Additional analysis of the original ArXiv paper
📋 Original Paper Title and Abstract
SecureClaw: Clawing Back Control of LLM Agents
🔍 ShortSpan Analysis of the Paper
Problem
This paper studies two distinct security failures in tool-using large language model agents: unauthorised external actions and exposure of sensitive plaintext inside the agent runtime before any final output check can intervene. Both surfaces matter because an agent may cause irreversible external effects or leak secrets via internal channels such as inter-agent messages, memory, logs, or later tool calls. Existing defences tend to protect only one boundary and so cannot by themselves prevent both unauthorised commits and runtime plaintext relay.
Approach
The authors propose SecureClaw, a dual-boundary architecture that enforces authorisation at the effect sink and confines plaintext at the read boundary. On reads a trusted gateway stores protected values in a handle store and returns opaque high-entropy handles to the untrusted runtime plus, where necessary for planning, bounded deterministic summaries treated as an explicit declassification interface. On writes the runtime may only propose actions; a policy engine authorises a canonicalised PREVIEW request and issues an authorization artifact, and a trusted executor is the sole component permitted to commit the exact canonical request via a PREVIEW to COMMIT protocol. Deny-aware recovery provides safe, fixed-template continuations when commits are refused. The design assumes complete mediation of effectful sinks, correct protected-field classification, freshness and replay protection, and trust in the gateway, handle store, policy engine and executor. The implementation used gpt-4o-mini-2024-07-18 at temperature zero for benchmark evaluation and compared SecureClaw against common-harness baselines configured identically for fair comparison.
Key Findings
- Security outcomes: SecureClaw is the only evaluated same-harness defence that simultaneously attains near-zero attack success on effect benchmarks and low internal-leakage rates: 0% attack success rate on the Agent Security Bench, 0.64% on AgentDojo, and 3.23% overall leak on AgentLeak's attacked parity lane.
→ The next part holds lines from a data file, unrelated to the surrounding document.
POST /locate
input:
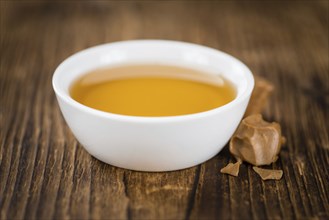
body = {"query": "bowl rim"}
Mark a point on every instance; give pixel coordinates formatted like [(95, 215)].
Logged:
[(63, 95)]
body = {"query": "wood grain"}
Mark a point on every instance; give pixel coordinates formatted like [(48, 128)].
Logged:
[(46, 174)]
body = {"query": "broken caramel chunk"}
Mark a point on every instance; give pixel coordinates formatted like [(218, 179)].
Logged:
[(266, 174), (256, 141), (232, 168), (259, 96)]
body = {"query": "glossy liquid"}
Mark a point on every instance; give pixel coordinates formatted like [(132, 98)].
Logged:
[(152, 90)]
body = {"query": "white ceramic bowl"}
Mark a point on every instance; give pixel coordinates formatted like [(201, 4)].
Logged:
[(153, 143)]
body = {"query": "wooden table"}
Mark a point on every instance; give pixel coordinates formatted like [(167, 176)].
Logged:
[(46, 174)]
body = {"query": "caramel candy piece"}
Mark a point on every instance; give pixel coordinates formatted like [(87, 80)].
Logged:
[(232, 168), (259, 96), (256, 141), (268, 174)]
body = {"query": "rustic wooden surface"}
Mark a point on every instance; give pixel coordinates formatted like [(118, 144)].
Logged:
[(46, 174)]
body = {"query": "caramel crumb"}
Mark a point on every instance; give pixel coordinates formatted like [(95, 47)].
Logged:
[(232, 168), (262, 90), (266, 174), (256, 141)]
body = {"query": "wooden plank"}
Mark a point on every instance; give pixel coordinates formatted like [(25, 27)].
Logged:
[(46, 174)]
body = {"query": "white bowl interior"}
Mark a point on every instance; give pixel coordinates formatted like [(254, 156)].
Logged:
[(152, 52)]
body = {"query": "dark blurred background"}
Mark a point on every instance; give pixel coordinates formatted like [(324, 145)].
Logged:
[(44, 173)]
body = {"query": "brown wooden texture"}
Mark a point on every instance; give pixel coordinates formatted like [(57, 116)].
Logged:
[(46, 174)]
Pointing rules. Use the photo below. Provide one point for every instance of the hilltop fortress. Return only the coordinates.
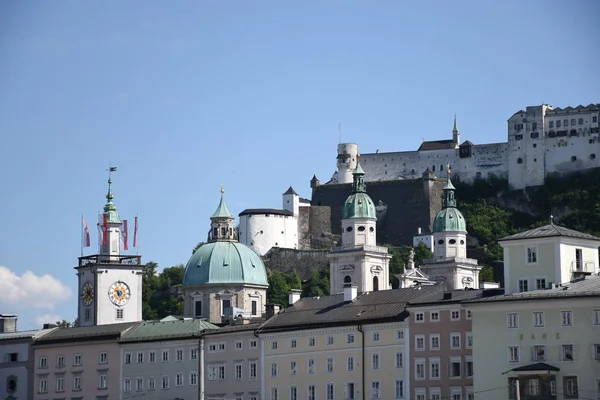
(542, 140)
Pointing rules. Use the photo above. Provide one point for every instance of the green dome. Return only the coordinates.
(449, 220)
(359, 205)
(225, 262)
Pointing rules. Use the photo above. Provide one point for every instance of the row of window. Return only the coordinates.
(538, 318)
(77, 360)
(434, 316)
(534, 387)
(565, 122)
(457, 367)
(217, 372)
(165, 382)
(456, 393)
(140, 356)
(565, 352)
(349, 391)
(77, 383)
(330, 364)
(350, 339)
(435, 343)
(239, 345)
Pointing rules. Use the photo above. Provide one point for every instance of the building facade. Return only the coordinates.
(441, 343)
(545, 344)
(16, 359)
(546, 256)
(77, 363)
(230, 363)
(542, 140)
(160, 359)
(345, 346)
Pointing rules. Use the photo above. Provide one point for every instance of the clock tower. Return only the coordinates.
(109, 283)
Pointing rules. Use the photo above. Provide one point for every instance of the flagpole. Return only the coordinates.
(81, 234)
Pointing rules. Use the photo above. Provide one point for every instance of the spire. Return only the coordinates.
(110, 209)
(222, 211)
(448, 200)
(358, 184)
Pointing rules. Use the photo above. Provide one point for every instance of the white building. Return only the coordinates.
(544, 343)
(359, 260)
(542, 140)
(547, 255)
(161, 359)
(264, 228)
(16, 359)
(109, 283)
(231, 362)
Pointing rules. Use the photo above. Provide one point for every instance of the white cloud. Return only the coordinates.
(30, 291)
(47, 319)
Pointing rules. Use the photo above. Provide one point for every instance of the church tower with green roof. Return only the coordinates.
(359, 261)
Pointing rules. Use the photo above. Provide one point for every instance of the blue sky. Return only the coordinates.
(185, 95)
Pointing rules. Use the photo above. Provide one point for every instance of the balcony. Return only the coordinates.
(442, 260)
(583, 267)
(99, 259)
(364, 247)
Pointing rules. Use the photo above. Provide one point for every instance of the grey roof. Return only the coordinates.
(86, 332)
(170, 329)
(25, 334)
(291, 191)
(233, 328)
(274, 211)
(437, 145)
(585, 287)
(368, 307)
(436, 296)
(551, 230)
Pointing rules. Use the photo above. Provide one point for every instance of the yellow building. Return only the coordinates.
(345, 346)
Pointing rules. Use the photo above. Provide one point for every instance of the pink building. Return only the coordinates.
(441, 342)
(77, 363)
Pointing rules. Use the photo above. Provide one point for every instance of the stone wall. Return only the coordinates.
(305, 262)
(402, 205)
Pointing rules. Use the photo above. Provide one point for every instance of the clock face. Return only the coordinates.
(87, 293)
(119, 293)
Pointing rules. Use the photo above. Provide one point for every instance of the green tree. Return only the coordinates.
(280, 286)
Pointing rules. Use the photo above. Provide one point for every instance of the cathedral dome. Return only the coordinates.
(359, 204)
(223, 262)
(449, 219)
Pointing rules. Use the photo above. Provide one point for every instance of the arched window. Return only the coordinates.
(375, 283)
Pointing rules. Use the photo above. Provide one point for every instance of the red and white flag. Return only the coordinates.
(104, 229)
(124, 241)
(85, 237)
(135, 232)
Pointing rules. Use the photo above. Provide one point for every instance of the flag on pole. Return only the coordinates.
(124, 241)
(135, 232)
(85, 238)
(104, 229)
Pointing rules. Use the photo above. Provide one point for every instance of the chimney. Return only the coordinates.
(350, 291)
(293, 297)
(8, 323)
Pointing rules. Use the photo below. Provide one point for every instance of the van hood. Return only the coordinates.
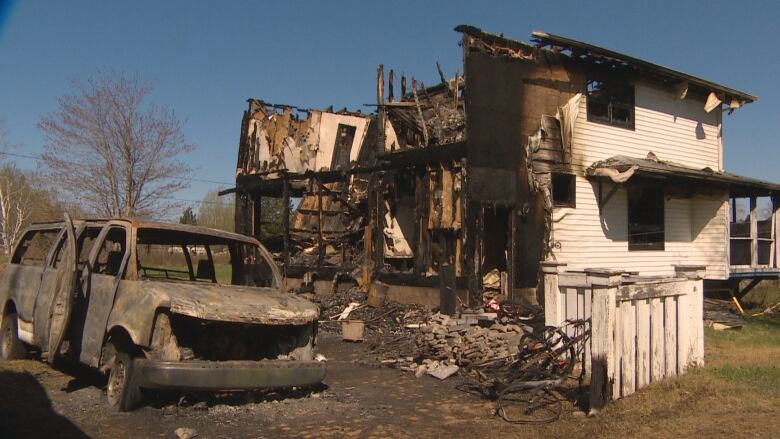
(232, 303)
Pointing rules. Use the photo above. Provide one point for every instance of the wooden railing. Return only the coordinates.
(642, 330)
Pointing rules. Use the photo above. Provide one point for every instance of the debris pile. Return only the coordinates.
(469, 339)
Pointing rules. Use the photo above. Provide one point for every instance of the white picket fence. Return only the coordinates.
(642, 329)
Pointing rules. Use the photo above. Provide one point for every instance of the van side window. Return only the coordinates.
(85, 243)
(34, 247)
(112, 252)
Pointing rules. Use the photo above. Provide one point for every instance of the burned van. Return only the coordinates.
(156, 305)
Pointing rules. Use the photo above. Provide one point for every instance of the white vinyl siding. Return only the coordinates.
(695, 228)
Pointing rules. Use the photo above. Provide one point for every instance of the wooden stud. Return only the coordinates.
(628, 347)
(657, 347)
(670, 336)
(642, 343)
(753, 232)
(603, 346)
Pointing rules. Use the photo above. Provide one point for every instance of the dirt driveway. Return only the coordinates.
(362, 400)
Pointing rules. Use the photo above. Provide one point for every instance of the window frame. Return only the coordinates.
(97, 247)
(17, 258)
(571, 189)
(611, 102)
(645, 246)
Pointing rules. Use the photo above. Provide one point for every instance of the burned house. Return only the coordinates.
(554, 150)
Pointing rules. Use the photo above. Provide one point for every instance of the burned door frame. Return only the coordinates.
(100, 295)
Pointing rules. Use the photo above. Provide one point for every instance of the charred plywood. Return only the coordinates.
(277, 138)
(426, 116)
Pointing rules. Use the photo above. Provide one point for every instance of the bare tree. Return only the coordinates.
(15, 206)
(109, 150)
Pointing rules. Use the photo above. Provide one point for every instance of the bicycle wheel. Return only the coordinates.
(534, 406)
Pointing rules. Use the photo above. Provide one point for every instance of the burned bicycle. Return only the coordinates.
(524, 385)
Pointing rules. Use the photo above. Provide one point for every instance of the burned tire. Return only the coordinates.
(122, 393)
(11, 348)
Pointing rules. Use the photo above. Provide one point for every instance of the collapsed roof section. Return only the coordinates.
(424, 116)
(283, 138)
(605, 61)
(621, 169)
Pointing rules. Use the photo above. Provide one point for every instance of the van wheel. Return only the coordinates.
(11, 348)
(122, 393)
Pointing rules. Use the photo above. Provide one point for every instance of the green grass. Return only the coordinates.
(761, 379)
(747, 358)
(759, 331)
(762, 297)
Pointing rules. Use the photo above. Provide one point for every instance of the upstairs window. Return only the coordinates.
(564, 190)
(645, 218)
(611, 102)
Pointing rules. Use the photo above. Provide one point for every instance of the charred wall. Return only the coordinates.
(508, 93)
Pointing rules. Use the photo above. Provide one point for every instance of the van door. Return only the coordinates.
(50, 278)
(99, 282)
(24, 272)
(64, 293)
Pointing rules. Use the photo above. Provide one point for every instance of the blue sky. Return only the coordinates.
(207, 58)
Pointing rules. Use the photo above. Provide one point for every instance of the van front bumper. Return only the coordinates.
(227, 375)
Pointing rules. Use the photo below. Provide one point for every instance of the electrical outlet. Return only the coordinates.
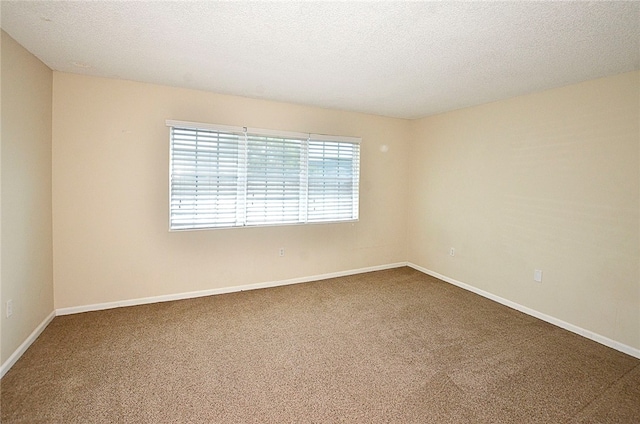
(537, 275)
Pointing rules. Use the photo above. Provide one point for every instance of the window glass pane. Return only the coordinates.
(226, 177)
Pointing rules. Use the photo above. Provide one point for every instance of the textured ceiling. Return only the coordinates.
(400, 59)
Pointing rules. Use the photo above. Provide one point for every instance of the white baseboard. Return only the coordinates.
(25, 345)
(552, 320)
(223, 290)
(189, 295)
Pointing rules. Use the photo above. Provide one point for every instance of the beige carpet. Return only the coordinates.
(393, 346)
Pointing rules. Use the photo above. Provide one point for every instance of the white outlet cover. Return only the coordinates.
(537, 275)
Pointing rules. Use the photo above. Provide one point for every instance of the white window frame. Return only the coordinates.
(317, 177)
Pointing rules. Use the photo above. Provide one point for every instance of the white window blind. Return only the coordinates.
(233, 176)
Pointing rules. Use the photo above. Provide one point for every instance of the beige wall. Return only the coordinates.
(26, 244)
(110, 196)
(547, 181)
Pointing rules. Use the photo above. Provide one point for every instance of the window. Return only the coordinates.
(224, 176)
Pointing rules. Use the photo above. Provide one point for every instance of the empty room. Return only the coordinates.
(319, 212)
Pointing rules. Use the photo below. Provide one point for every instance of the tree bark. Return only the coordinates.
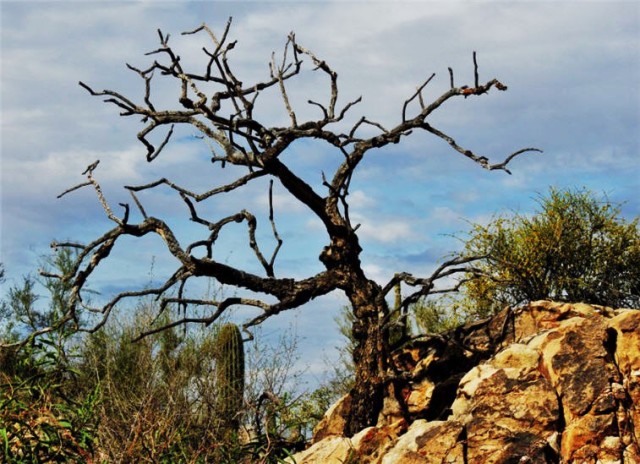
(370, 355)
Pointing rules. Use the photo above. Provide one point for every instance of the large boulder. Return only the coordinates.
(545, 383)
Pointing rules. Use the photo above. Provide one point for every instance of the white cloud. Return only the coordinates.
(385, 231)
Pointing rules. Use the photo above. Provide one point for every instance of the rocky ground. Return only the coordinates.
(545, 383)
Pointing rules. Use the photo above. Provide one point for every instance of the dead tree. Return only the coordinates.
(221, 109)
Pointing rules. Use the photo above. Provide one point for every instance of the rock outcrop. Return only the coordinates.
(545, 383)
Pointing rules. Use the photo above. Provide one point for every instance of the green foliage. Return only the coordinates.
(575, 248)
(38, 421)
(437, 316)
(229, 375)
(42, 419)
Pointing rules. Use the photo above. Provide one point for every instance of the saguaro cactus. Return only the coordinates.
(229, 375)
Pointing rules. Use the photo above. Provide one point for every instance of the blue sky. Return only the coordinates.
(572, 69)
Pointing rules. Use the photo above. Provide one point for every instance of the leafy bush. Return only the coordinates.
(575, 248)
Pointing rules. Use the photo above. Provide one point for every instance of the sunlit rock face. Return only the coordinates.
(545, 383)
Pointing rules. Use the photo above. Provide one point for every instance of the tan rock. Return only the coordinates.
(548, 382)
(420, 396)
(333, 421)
(330, 450)
(511, 417)
(429, 443)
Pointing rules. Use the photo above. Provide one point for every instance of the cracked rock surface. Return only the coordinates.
(544, 383)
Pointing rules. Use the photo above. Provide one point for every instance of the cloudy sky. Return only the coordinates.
(572, 69)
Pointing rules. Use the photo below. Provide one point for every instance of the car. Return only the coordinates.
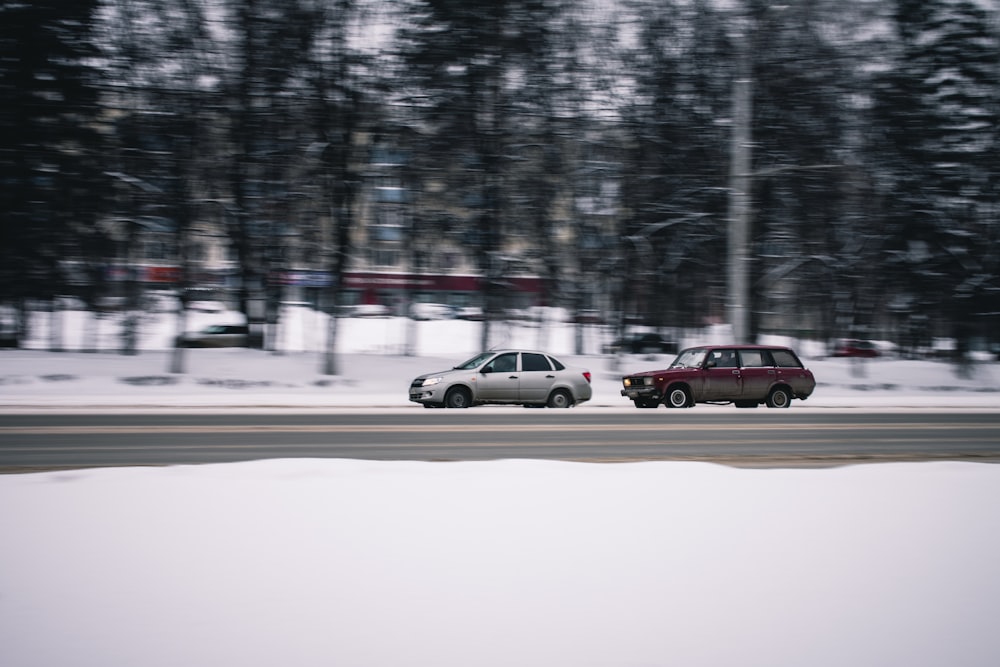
(216, 335)
(431, 311)
(368, 310)
(851, 347)
(471, 313)
(744, 375)
(518, 377)
(647, 343)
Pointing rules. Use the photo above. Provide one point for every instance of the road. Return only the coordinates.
(761, 438)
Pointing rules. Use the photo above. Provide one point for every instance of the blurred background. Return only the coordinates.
(821, 169)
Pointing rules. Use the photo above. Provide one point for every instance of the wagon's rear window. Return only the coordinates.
(785, 359)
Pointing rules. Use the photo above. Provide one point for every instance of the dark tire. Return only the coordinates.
(560, 398)
(779, 397)
(458, 397)
(678, 397)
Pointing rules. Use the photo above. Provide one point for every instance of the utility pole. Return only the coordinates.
(740, 151)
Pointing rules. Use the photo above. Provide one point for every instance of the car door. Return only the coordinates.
(499, 379)
(537, 377)
(757, 369)
(723, 380)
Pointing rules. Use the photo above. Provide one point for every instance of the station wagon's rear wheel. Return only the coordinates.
(560, 398)
(458, 397)
(678, 397)
(779, 398)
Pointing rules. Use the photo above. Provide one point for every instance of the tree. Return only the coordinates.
(937, 115)
(50, 164)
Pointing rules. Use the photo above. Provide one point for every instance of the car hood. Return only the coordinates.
(662, 372)
(450, 371)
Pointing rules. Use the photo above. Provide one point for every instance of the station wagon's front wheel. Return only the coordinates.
(779, 398)
(678, 397)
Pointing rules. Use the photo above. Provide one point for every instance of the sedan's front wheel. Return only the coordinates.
(458, 397)
(560, 399)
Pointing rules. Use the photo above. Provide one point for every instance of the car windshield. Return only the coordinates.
(689, 359)
(475, 362)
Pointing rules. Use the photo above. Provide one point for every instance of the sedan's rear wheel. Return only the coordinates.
(560, 398)
(779, 398)
(458, 397)
(678, 397)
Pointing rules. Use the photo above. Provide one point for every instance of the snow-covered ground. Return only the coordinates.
(375, 372)
(491, 564)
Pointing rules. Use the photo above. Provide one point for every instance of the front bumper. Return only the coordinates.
(635, 393)
(425, 395)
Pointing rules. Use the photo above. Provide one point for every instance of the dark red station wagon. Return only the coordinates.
(745, 375)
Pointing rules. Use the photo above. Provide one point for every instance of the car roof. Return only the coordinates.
(739, 347)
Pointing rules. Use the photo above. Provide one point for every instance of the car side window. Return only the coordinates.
(752, 359)
(721, 359)
(505, 363)
(534, 362)
(785, 359)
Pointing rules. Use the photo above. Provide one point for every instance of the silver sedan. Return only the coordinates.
(520, 377)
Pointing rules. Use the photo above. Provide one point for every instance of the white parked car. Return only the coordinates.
(520, 377)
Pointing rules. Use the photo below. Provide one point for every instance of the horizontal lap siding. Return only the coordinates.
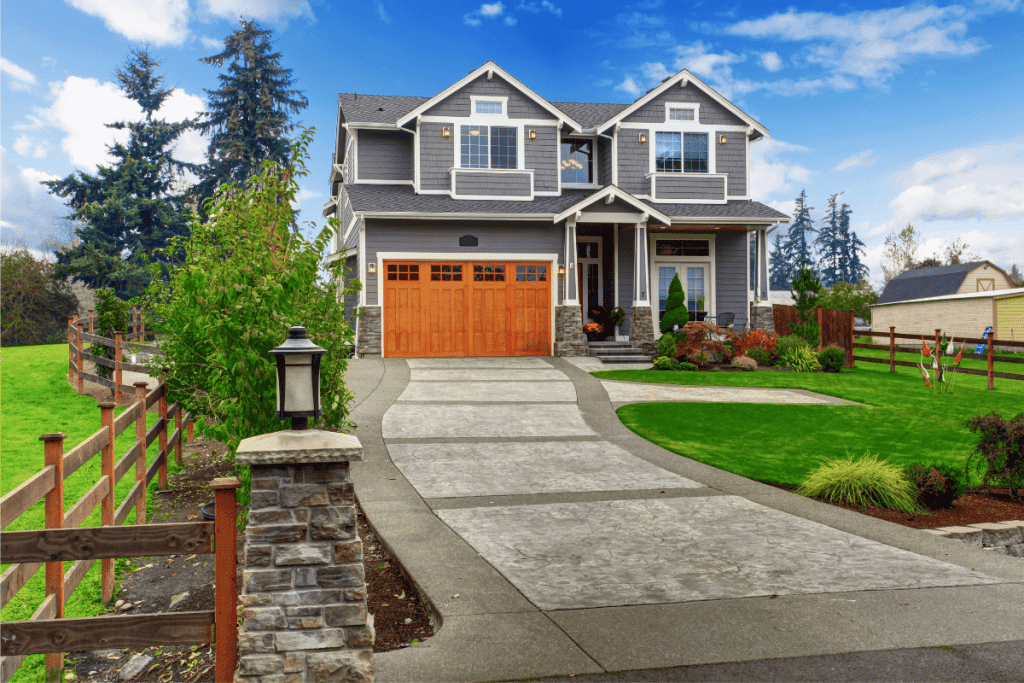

- Usability: SecureClaw retains high task utility under attack, for example 88.90% utility on ASB at 0% attack success; deny-aware recovery raises matched-sample utility substantially without weakening enforcement.
- Mechanism separation: Ablations show opaque handles are necessary to suppress internal-relay leakage (channels such as inter-agent messages and shared memory), while the executor-side PREVIEW to COMMIT boundary is necessary to prevent unauthorised commits; neither mechanism subsumes the other.
- Robustness: A bypass suite that simulates a fully compromised runtime denied all adversarial commit attempts in 25 hostile cases and accepted 4 positive controls; executor verification latency is small relative to LLM inference time.
- Residuals concentrate on policy-allowed misalignment and final-output declassification: remaining leaks and failures are mainly authorised-yet-misaligned actions or final-output channel leaks, not reopened internal- relay channels.
Limitations
SecureClaw requires trust in the gateway, handle store, policy engine and executor; it does not survive compromise of those components. It does not guarantee semantic correctness of actions that are authorised by policy, so residual failures reflect policy coarseness or misclassification of protected fields. The evaluated bounded-summary read interface intentionally trades some confidentiality for usability, and any leakage through that declassification plane remains the deployment's responsibility. Deployment also requires complete mediation of sinks, correct schema audits, and conservative confirmation for irreversible actions.
Implications
From an offensive security viewpoint, compromising only the runtime is insufficient to commit unauthorised external effects or to exfiltrate raw protected values if SecureClaw is correctly deployed. Attackers therefore must either compromise trusted components, exploit coarse policy bindings or craft inputs that force revealing summaries, or rely on social-engineering the human confirmation channel. The architecture shifts the adversary's profitable paths from direct runtime control to exploiting policy-allowed regions, declassification interfaces and deployment mistakes.